Affected cytochrome P450 isoenzymes and drug transporters: none
After subcutaneous administration in the upper arm, the bioavailability of mepolizumab in adult and adolescent patients with asthma was approximately 80%. After repeated subcutaneous administration once every 4 weeks, there was approximately a 2-fold accumulation at steady state.
There is no significant effect of age on mepolizumab clearance in patients 12 years and older. In a pharmacokinetic study in patients aged 6 to 11 years with severe asthma, simulation of a 40 mg subcutaneous dose every 4 weeks in children aged 6 to 11 years, irrespective of body weight, resulted in predicted exposures similar to that observed in adults and adolescents.
Mepolizumab is degraded by widely distributed proteolytic enzymes, not restricted to hepatic tissue. Changes in hepatic function are not expected to affect elimination; however, no clinical trials have been conducted to investigate the effect of hepatic impairment on mepolizumab pharmacokinetics.

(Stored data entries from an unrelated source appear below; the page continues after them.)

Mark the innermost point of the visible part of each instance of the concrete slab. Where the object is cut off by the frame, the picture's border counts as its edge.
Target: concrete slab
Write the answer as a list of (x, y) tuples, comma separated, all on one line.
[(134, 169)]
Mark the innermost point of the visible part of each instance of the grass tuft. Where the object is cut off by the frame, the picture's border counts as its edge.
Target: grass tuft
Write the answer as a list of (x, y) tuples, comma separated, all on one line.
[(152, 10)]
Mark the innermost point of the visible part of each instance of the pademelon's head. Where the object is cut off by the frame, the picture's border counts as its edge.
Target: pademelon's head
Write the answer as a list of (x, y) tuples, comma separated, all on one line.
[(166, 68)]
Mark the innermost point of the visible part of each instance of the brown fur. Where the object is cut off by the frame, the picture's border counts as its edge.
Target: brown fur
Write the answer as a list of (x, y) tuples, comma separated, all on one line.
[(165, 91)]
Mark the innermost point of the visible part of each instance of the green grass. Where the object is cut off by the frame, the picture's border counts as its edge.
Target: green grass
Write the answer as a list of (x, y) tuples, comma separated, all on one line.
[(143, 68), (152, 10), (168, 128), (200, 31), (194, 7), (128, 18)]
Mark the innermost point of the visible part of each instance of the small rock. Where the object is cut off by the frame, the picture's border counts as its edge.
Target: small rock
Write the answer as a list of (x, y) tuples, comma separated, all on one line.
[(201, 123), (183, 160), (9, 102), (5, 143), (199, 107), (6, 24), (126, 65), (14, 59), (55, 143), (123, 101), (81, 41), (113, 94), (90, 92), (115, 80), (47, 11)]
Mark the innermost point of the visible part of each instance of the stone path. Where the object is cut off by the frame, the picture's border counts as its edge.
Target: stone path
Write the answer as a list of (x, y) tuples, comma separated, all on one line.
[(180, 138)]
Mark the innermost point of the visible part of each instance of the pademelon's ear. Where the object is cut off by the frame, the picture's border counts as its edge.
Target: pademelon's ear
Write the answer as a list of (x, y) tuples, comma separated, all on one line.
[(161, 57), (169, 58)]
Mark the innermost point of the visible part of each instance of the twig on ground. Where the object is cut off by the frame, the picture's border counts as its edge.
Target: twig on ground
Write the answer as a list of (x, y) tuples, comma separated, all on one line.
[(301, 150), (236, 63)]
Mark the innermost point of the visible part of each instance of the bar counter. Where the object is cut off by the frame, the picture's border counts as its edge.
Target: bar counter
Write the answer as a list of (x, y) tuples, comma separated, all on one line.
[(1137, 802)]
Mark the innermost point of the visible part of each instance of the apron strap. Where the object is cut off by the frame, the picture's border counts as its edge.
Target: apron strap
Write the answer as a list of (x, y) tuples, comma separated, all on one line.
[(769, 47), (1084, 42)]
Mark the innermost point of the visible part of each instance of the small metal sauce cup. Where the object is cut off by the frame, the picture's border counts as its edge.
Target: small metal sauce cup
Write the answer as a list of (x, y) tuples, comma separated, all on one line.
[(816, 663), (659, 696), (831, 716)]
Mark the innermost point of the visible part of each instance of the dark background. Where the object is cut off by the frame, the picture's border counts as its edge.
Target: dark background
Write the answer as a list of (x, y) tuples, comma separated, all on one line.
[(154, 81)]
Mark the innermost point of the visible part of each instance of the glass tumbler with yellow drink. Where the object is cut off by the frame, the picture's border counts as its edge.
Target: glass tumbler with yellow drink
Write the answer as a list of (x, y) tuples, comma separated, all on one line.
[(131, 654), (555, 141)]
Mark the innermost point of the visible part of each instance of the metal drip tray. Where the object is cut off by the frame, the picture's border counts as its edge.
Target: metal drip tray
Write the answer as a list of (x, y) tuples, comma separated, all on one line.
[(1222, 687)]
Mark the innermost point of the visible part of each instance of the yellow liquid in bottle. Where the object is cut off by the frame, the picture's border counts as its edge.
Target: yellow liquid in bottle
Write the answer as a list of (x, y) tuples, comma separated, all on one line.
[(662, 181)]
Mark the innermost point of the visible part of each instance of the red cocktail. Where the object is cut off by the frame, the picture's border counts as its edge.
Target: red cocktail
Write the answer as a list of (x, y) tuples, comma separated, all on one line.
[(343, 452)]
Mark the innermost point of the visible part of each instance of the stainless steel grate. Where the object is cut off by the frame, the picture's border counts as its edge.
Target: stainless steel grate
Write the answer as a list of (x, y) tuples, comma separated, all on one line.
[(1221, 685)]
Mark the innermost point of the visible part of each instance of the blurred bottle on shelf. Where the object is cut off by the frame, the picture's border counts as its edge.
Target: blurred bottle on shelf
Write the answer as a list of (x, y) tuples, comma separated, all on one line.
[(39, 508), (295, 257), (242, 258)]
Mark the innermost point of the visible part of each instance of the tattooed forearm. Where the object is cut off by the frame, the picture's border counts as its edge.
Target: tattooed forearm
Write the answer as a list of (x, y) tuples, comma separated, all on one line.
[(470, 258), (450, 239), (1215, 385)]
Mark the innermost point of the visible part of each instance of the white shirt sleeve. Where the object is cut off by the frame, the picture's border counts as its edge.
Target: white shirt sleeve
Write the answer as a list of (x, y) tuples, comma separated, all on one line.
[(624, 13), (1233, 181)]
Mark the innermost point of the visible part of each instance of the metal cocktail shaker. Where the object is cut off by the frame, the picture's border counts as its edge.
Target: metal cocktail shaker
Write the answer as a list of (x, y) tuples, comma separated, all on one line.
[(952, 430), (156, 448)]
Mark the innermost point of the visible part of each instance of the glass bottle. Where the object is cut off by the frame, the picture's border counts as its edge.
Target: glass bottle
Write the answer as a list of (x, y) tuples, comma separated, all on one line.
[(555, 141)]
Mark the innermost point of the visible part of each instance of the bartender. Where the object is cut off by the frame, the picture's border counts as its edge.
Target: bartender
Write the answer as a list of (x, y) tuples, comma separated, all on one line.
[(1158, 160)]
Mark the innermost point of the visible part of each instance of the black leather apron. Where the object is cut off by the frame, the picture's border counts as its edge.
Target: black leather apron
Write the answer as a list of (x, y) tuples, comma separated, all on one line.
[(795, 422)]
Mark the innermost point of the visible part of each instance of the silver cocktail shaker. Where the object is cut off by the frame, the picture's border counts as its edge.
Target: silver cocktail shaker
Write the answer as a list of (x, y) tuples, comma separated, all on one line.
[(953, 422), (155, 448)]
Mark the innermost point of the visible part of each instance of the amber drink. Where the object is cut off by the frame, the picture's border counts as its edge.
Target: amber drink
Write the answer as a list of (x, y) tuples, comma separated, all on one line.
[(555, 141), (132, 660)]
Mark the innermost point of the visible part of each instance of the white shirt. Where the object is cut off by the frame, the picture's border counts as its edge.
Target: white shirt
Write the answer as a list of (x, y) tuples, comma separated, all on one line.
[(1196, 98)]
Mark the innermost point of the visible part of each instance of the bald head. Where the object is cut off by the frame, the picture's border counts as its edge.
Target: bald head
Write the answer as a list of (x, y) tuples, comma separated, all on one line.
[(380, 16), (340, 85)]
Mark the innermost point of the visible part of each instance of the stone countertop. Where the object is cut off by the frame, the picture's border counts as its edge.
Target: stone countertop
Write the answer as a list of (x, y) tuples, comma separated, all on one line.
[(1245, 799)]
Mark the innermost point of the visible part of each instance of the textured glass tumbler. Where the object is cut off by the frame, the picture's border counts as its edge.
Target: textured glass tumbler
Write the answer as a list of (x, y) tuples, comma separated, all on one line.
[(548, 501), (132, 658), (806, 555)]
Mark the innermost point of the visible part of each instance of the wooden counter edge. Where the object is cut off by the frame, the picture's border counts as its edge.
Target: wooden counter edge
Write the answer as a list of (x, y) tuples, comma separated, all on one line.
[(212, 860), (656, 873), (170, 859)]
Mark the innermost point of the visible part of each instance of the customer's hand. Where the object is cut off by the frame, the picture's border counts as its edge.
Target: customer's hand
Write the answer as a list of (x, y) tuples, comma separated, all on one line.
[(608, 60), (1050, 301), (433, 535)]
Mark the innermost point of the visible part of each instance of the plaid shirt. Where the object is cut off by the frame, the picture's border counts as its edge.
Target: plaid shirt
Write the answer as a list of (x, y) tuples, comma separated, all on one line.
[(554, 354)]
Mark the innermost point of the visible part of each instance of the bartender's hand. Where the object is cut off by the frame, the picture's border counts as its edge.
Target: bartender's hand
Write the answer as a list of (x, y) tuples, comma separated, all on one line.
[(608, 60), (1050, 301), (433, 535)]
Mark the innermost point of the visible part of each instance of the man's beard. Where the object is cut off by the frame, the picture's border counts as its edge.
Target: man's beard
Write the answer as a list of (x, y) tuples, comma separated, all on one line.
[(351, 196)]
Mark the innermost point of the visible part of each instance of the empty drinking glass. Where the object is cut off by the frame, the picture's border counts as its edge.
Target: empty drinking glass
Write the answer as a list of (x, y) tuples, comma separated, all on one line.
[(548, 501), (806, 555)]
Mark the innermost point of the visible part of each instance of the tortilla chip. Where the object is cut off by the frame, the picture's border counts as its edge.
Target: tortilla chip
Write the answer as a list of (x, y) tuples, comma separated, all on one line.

Mepolizumab is not cleared renally. Based on population pharmacokinetic analyses, mepolizumab clearance was comparable between patients with a CrCl 50 to 80 mL/minute and those with normal renal function. There is limited data in patients with a CrCl less than 50 mL/minute; however, changes in renal function are not expected to affect mepolizumab pharmacokinetics.
There is no significant effect of gender on mepolizumab clearance.
There is no significant effect of race on mepolizumab clearance.